Chest wall deformities
About chest wall deformities
Chest wall deformities refer to conditions where the chest wall itself is abnormally formed. Two of the most common abnormalities are pectus excavatum, where the sternum or breastbone is depressed inward and pectus carinatum, where the front of the chest goes outward. These abnormalities are quite common, and they’re frequently noticed by the patient or family themselves. The patients will often be completely asymptomatic, but may have intermittent episodes of chest pain, shortness of breath with exertion and exercise intolerance. Less commonly, asymmetrical or combined type abnormalities may also occur, as well as flaring of the costal margin and isolated rib abnormalities.
Our approach to treatment
Cohen Children’s has a dedicated program to treat a wide array of chest wall deformities. The assessment begins with a thorough history and detailed physical exam. Important factors that are taken into consideration are the type of condition, the age of the patient, whether or not symptoms are present and the degree to which the condition is progressing. Further testing is performed if necessary. We then discuss our findings with the patient and their family to determine the best approach to treatment together.
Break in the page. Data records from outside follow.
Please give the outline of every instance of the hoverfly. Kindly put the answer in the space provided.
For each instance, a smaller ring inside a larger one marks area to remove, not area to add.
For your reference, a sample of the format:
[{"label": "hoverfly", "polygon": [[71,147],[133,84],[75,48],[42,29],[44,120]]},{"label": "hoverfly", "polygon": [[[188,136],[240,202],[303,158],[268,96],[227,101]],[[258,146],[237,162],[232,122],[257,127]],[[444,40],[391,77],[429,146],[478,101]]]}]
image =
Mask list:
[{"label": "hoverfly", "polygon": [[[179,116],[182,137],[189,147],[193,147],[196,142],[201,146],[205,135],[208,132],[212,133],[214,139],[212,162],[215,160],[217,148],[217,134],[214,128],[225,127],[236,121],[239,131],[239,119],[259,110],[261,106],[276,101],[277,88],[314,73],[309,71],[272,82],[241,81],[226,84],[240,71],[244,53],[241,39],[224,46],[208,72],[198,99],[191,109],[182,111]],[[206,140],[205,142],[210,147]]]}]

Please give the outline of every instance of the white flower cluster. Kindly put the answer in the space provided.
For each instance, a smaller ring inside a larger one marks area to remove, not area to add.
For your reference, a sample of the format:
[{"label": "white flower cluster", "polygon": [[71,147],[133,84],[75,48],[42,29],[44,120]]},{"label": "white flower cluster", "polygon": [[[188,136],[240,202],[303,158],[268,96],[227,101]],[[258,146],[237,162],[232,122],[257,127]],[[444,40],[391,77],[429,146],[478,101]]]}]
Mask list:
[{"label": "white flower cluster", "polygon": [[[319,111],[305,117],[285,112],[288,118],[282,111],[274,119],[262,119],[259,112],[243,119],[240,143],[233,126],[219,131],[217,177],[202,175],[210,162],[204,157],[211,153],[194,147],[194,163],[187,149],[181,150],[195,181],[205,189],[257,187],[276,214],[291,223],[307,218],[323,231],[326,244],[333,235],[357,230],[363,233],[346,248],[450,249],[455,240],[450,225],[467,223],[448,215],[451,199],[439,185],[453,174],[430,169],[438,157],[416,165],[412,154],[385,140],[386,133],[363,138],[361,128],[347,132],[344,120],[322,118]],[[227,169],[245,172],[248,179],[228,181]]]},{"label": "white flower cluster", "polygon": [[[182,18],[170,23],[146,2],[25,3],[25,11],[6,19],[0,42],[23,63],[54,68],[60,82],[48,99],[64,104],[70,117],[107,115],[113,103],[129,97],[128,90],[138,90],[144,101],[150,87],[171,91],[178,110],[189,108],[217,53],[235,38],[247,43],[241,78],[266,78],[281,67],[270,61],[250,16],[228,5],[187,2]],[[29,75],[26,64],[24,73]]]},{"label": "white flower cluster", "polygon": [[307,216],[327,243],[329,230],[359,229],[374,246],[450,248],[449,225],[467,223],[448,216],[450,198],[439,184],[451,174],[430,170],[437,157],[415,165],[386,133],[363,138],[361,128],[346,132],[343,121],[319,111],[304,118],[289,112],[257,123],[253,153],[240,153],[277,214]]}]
Treatment is not always necessary, and the condition is frequently just observed. Protrusional abnormalities (such as carinatum) can frequently be treated with a custom fitted external compression brace, and dramatic improvement is seen in a period of a few short months. If surgery is necessary, rest assured that our pediatric surgeons are trailblazers and experts in this area. In fact, the first minimally invasive procedure for pectus excavatum (known as the Nuss procedure) ever done in New York was performed at our hospital in 2000. Since then, we have developed our program and have become one of the busiest centers for these conditions in the New York region.
If a patient’s chest wall abnormality is associated with other medical conditions (such as structural heart disease or Marfan syndrome), we collaborate with other pediatric specialists—such as cardiologists, pulmonologists and geneticists—in order to provide comprehensive care.
We constantly reevaluate old practices and establish new protocols to provide the very best care for our patients. In fact, we have recently instituted an enhanced recovery program to optimize the recovery process after surgery. We work closely with our colleagues in pediatric anesthesia, child life and nursing to plan the pathway that the patient will take through the entire process, from well before the day of surgery to after the patient is discharged from the hospital. Our goal is to establish safe, innovative ways to minimize the effects of the surgery on the patient.